Here’s what I’d suggest as a first step:

  • eliminate processed carbs and avoid wheat based carbs as they can bloat. All carbs should come from potatoes, white rice, plain oats, sweet potato, yam, etc;
  • ditch the burgers and sausages and get your protein from lean cuts of meat and fish;
  • ditch the booze. Completely;
  • limit consumption of cheese, yoghurt, peanut butter and other fatty foods so you know exactly how much fat you’re getting. Same goes for eggs, although whites are fine.

See how that goes for a couple of weeks. You should see decent progress from that alone. When your weight-loss stalls, then you’ll want to drop your amounts.


#5

Thanks for your help again.

I’m not going to get butt hurt when somebody is taking time out of their day to help me.
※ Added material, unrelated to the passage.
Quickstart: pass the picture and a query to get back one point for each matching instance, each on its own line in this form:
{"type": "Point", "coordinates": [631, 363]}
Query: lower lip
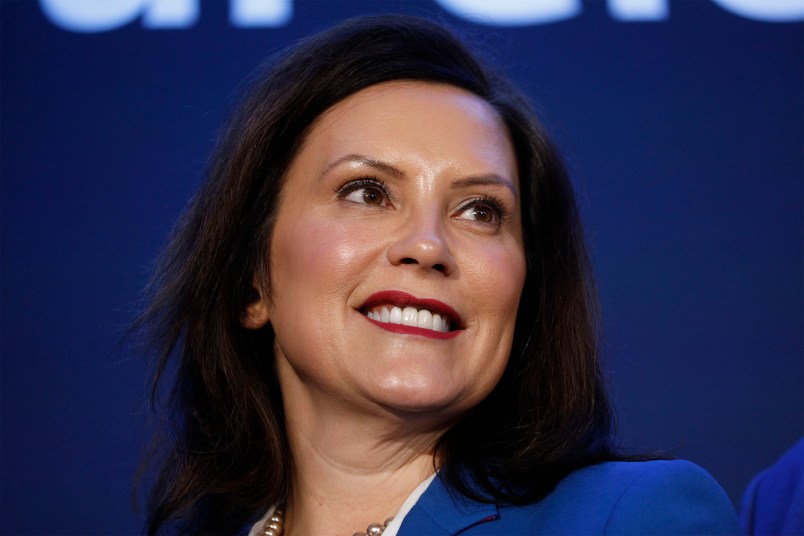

I didn’t post my diet ‘plan’ because as bad as it looks, I have cleaned it up over time. However, just actively processing what I eat over a given period was a slap in the face, by knowledge. Stuff I should already know, but there’s room for a lot of return with a fair amount of effort.


#6

Good attitude @doyll32!

I used to have a similar diet to yours (although I was bulking) and found that it wasnt really working for me. My advice is to start slowly replacing one easy meal a day to something more nutritious that gets you closer to your goals.

It’s easy for us to sit here and type “scrap it all and eat veges and fish” but it is difficult to do that in one hit. But it is easier to go “ok, this fortnight I’m going to stop having random lunches with bread, I’m going to replace it with chicken caesar salad.”

Than the next fortnight, focus on your weekday dinners. And so on…

I’ve found doing it like that helped me stay consistent. And if there is one variable that is guaranteed to bring results, it’s consistency.